Barely 150 years ago, we mainly lived at night by the light of candles and gas, the only practical electronics was the telegraph, and "bleeding" with leeches was still a well practiced form of 'medicine' in many places.

One hundred and fifty years. Barely more than a couple human lifetimes.

So when someone ignorantly proclaims barely 150 years later that the "science is settled" on anything, I smile inside. Because there speaks a fool.

Only six hundred years ago, it was 'settled science' that the world was flat. Fools live in every era.

And just because you saw it on the TV or news doesn't mean it's true. Most of it is not.
 
When I was a boy the terrier man for the local hunt lived in our village. He’d served in the British army in Burma in WW2, and if he came across a pheasant or moorhens nest he’d crack a couple of eggs and swallow them raw.
He did the same with hens eggs, drank more than his fair share of ale, and smoked and chewed tobacco.
He was well into his 80s when he died.

That is probably due to him not eating overly processed foods and consuming unnecessary chemicals that the government seems to be fine with.

Much of what people think they know comes from these two questionable sources. Most people will never actually think about the "information" they passively absorb from these sources.

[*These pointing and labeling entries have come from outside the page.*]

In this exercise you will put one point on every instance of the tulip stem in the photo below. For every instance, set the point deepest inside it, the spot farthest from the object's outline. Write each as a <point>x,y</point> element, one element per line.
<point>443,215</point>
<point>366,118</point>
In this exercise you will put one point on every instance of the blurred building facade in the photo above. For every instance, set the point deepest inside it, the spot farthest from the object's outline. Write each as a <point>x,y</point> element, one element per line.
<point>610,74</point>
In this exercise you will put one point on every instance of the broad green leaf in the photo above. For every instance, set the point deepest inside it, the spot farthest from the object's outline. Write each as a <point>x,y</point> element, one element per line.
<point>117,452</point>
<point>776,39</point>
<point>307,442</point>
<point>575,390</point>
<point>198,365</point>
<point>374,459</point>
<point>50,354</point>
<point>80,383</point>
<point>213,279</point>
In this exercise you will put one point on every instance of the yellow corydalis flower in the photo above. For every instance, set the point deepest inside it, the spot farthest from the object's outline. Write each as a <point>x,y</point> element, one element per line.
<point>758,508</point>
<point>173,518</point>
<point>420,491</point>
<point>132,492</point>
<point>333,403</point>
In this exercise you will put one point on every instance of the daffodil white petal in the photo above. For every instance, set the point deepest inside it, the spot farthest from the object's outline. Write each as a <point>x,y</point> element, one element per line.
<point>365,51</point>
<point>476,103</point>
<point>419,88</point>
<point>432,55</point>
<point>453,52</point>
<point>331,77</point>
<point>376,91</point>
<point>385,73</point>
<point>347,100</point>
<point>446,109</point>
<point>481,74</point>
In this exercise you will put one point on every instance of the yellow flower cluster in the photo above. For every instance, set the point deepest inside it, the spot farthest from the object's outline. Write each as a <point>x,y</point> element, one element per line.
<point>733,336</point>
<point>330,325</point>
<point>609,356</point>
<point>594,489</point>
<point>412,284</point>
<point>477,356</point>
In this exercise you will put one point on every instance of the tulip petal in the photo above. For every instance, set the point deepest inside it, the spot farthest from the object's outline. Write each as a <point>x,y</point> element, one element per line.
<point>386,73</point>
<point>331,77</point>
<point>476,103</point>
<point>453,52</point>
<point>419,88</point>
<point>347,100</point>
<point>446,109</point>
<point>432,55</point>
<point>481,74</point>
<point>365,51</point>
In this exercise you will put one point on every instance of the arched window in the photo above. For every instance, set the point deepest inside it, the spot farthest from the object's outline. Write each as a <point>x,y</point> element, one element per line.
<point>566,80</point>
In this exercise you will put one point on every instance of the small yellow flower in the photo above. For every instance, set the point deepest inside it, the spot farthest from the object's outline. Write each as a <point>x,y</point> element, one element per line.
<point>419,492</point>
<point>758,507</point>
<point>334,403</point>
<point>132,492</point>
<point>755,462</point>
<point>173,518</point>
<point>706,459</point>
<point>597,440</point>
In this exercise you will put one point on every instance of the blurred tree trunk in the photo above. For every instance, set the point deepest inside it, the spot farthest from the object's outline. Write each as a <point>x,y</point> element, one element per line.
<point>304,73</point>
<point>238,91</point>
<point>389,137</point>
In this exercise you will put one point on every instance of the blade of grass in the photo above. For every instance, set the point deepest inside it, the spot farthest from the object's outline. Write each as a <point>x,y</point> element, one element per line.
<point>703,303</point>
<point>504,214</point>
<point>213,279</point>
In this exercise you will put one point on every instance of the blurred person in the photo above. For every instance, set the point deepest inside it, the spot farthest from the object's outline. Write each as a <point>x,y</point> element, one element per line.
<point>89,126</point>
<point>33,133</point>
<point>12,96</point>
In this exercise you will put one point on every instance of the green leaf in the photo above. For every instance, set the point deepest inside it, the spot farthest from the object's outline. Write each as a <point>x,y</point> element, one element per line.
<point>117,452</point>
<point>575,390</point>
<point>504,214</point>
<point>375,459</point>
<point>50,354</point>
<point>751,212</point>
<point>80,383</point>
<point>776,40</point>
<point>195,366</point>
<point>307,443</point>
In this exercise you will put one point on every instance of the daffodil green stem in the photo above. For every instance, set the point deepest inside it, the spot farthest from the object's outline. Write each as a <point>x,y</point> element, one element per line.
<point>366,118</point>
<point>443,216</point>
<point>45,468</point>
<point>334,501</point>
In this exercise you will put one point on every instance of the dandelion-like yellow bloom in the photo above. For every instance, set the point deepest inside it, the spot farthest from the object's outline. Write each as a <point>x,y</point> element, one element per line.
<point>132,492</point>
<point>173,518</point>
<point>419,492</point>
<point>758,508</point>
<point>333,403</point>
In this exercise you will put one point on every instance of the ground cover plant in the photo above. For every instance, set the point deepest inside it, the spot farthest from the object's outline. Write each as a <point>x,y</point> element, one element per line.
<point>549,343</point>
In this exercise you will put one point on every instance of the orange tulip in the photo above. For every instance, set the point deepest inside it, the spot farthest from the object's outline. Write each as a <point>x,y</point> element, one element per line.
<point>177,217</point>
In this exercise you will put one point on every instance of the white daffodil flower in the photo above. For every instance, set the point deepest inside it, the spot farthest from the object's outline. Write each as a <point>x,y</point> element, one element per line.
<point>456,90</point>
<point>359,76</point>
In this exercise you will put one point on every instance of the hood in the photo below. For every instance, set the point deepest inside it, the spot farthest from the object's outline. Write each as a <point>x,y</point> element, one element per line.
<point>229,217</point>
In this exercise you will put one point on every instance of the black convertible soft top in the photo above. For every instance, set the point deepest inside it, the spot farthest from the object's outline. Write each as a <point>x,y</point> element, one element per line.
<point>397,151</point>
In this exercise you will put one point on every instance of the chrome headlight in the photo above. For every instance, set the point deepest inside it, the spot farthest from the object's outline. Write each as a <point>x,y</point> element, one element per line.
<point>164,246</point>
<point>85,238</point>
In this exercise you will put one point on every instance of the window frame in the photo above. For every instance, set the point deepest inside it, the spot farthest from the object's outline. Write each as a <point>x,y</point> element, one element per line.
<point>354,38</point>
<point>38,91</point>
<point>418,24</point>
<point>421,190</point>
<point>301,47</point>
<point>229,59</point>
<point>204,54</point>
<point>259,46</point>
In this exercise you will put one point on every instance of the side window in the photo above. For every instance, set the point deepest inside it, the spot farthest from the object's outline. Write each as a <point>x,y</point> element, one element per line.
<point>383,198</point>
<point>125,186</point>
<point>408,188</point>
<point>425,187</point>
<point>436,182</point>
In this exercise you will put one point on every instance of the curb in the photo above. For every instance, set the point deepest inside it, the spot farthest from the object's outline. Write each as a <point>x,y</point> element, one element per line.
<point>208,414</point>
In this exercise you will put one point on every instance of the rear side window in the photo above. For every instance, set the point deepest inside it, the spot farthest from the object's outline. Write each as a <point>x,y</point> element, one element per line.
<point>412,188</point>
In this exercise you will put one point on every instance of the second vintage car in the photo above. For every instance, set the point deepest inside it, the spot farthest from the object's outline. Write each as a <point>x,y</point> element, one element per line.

People today ask to be lied to. They absolutely avoid the truth at all costs.

And just because you saw it on the TV or news doesn't mean it's true. Most of it is not.

If you see or read about it in the media, it is almost guaranteed that it isn't true.

Today's media exist to move agendas forward
 
Today's media exist to move agendas forward
It exists to make a profit. It is used to forward agendas both intentionally and through manipulation by third parties.

This has always been true. The history of the press shows no Golden Age of Objective Reporting. That idea is a product of people replacing history with their desire that things were once closer to the ideal that they aspire to.

What has changed is that it's becoming harder than ever to get away from the constant feed of BS and manipulation.